Suona come un addio al mercato italiano quello contenuto nel comunicato stampa diramato lunedì 4 luglio da Gorillas: “Come annunciato lo scorso 24 maggio, abbiamo deciso di focalizzarci su Germania, Francia, Regno Unito, Paesi Bassi e Stati Uniti (New York City) al fine di rafforzare la crescita nei mercati chiave da cui deriva la maggior parte dei ricavi (90%). Per quanto riguarda la nostra presenza in Italia, abbiamo valutato e stiamo tuttora valutando attentamente diverse alternative strategiche e finanziarie, come la cessione d’azienda o l’ingresso di nuovi investitori. Tuttavia ad oggi nessuna trattativa si è conclusa positivamente e non esistono al momento negoziazioni a un livello di concretezza tale da far ipotizzare un buon esito. Abbiamo pertanto deciso di avviare un graduale processo di chiusura dell’attività in Italia”.

Gorillas ha già chiuso tre magazzini nelle città di Milano, Roma e Bergamo, mentre gli altri saranno abbandonati nelle prossime settimane. “Fino ad allora, e fino ad esaurimento scorte, continueremo a garantire il servizio di spesa a domicilio ai nostri clienti”, sottolinea l’azienda.

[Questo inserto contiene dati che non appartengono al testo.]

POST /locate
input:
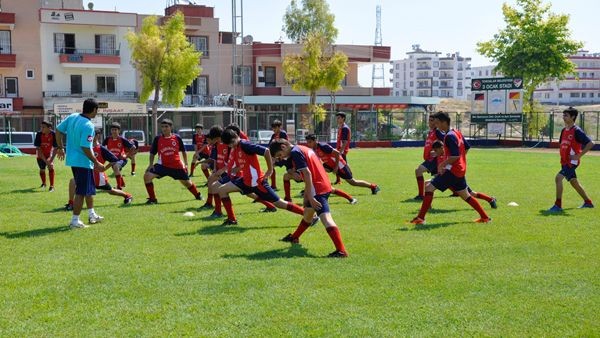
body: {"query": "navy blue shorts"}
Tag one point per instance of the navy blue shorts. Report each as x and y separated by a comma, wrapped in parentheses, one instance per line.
(448, 180)
(568, 171)
(84, 181)
(323, 199)
(431, 166)
(176, 174)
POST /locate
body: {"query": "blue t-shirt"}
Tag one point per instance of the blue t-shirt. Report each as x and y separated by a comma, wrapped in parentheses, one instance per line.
(80, 133)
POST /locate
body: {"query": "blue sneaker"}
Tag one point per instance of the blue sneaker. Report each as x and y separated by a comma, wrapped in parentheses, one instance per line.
(555, 208)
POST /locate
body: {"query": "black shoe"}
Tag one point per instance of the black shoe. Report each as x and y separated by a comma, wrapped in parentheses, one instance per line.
(229, 222)
(289, 238)
(338, 254)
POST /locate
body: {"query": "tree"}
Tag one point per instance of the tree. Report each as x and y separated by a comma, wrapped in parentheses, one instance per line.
(534, 45)
(165, 59)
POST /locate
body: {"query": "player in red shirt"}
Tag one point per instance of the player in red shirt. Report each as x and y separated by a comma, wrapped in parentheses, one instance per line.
(574, 143)
(45, 145)
(316, 192)
(121, 148)
(168, 146)
(249, 177)
(451, 171)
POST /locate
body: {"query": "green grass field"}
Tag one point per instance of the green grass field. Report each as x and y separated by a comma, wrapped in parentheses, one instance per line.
(150, 271)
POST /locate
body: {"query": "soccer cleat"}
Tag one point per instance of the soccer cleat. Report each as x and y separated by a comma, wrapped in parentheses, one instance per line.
(229, 222)
(95, 219)
(338, 254)
(555, 208)
(289, 238)
(269, 210)
(78, 225)
(586, 205)
(417, 221)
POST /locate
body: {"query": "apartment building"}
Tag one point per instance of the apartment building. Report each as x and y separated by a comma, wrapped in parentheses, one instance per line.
(430, 74)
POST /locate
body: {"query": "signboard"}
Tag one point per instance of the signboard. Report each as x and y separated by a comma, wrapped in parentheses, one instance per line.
(496, 118)
(497, 83)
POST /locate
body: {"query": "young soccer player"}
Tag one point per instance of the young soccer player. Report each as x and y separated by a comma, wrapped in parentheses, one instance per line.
(316, 192)
(168, 146)
(574, 143)
(45, 146)
(451, 171)
(332, 161)
(250, 178)
(121, 148)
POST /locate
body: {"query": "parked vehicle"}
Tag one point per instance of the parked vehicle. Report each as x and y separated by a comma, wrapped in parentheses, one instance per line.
(260, 136)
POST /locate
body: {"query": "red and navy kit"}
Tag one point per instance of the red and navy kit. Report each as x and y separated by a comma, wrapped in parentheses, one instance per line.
(343, 135)
(168, 149)
(571, 142)
(118, 146)
(46, 142)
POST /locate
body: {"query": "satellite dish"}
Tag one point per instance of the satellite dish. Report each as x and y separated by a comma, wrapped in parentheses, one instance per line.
(248, 39)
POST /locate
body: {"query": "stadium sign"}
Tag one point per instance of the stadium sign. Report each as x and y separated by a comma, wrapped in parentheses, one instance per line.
(499, 83)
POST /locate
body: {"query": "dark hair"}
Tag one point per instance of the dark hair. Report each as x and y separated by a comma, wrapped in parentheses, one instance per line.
(572, 112)
(214, 132)
(312, 137)
(442, 116)
(89, 105)
(228, 136)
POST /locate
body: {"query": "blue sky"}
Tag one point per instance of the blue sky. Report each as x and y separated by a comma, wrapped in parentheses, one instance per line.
(441, 25)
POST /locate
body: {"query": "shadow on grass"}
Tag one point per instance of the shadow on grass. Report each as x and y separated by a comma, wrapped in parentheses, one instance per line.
(34, 233)
(294, 251)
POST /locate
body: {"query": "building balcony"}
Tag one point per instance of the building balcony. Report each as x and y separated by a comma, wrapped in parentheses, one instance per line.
(90, 58)
(8, 60)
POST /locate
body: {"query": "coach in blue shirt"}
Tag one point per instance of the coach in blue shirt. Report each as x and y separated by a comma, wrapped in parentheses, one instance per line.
(80, 157)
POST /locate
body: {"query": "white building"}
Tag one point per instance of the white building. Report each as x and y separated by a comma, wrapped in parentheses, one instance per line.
(428, 74)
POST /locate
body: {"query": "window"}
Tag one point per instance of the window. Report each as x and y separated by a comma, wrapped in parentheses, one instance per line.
(64, 43)
(76, 84)
(11, 87)
(270, 77)
(5, 46)
(105, 84)
(243, 75)
(200, 43)
(105, 44)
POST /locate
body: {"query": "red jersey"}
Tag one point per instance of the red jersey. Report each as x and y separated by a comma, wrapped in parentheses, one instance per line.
(46, 143)
(118, 146)
(168, 149)
(325, 152)
(343, 135)
(454, 145)
(304, 157)
(571, 141)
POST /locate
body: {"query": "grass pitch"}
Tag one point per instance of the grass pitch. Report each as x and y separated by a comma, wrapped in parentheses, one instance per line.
(150, 271)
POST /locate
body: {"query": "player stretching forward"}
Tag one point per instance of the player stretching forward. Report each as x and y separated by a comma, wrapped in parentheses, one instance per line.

“Questa decisione ha importanti implicazioni per il nostro team italiano, che è già stato informato dei nostri piani per il mercato, e rispetto al quale abbiamo avviato le procedure previste da legge e contratti collettivi di consultazione sindacale, propedeutiche al licenziamento dell’intera forza lavoro”. Oltre 500 le persone destinate al licenziamento.

“Dopo più di un anno di attività, è stata una decisione molto difficile da prendere – prosegue la nota stampa – tanto per il nostro team in Italia quanto per l’intera famiglia Gorillas. Abbiamo avuto il piacere di accogliere nella nostra community persone di talento e meritevoli, che ringraziamo sinceramente e ai quali auguriamo il meglio per il proprio futuro”.

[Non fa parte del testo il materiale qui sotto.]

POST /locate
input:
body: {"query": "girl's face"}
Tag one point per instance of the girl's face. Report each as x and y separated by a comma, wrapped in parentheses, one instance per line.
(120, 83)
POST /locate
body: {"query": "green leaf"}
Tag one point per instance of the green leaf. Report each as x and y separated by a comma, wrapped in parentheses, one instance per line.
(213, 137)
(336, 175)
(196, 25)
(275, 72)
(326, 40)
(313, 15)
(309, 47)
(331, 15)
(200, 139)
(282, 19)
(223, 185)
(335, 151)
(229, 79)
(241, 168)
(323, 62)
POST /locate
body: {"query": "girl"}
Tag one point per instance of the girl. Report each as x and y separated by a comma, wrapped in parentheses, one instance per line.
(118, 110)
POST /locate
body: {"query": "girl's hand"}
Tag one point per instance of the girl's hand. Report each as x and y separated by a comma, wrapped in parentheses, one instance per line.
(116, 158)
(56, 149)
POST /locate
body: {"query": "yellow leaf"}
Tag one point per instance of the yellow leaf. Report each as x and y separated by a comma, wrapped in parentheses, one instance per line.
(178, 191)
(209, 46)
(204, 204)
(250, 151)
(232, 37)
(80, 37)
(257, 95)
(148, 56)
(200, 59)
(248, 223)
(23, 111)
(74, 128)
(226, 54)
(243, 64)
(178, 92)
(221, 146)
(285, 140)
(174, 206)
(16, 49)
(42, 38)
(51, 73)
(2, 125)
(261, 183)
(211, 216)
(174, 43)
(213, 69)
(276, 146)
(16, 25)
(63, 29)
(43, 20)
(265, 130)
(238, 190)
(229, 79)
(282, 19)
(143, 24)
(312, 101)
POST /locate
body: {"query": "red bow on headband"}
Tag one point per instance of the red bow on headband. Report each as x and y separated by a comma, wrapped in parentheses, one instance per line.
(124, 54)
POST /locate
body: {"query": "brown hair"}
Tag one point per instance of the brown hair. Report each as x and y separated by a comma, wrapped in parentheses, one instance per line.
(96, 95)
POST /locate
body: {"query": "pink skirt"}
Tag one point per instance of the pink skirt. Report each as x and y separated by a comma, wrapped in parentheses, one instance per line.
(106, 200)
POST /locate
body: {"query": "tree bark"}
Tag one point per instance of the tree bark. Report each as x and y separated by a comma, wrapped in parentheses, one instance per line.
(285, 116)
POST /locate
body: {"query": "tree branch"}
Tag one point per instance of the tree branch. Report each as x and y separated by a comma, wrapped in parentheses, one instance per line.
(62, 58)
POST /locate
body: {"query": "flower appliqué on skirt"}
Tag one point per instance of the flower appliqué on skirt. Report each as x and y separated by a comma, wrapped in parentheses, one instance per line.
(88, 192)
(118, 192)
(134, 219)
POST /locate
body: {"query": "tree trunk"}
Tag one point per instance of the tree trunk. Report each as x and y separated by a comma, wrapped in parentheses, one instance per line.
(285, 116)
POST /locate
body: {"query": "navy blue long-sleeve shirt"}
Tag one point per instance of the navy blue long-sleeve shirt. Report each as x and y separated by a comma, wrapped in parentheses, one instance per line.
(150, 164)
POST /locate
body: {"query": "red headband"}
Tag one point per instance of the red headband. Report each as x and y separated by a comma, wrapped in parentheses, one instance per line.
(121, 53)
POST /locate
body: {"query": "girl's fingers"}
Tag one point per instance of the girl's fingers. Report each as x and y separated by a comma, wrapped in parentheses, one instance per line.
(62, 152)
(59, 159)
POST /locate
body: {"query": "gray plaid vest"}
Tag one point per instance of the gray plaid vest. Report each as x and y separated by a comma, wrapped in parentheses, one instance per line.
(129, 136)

Ma Gorillas si appresta a salutare anche altri Paesi: sei magazzini belgi, noti anche come dark store – due ad Anversa e quattro a Bruxelles – sono stati chiusi il 25 giugno e i media locali riferiscono che sono state licenziate più di 200 persone. Oltre a Italia e Belgio, ci si aspetta che l’azienda berlinese abbandoni anche Danimarca e Spagna.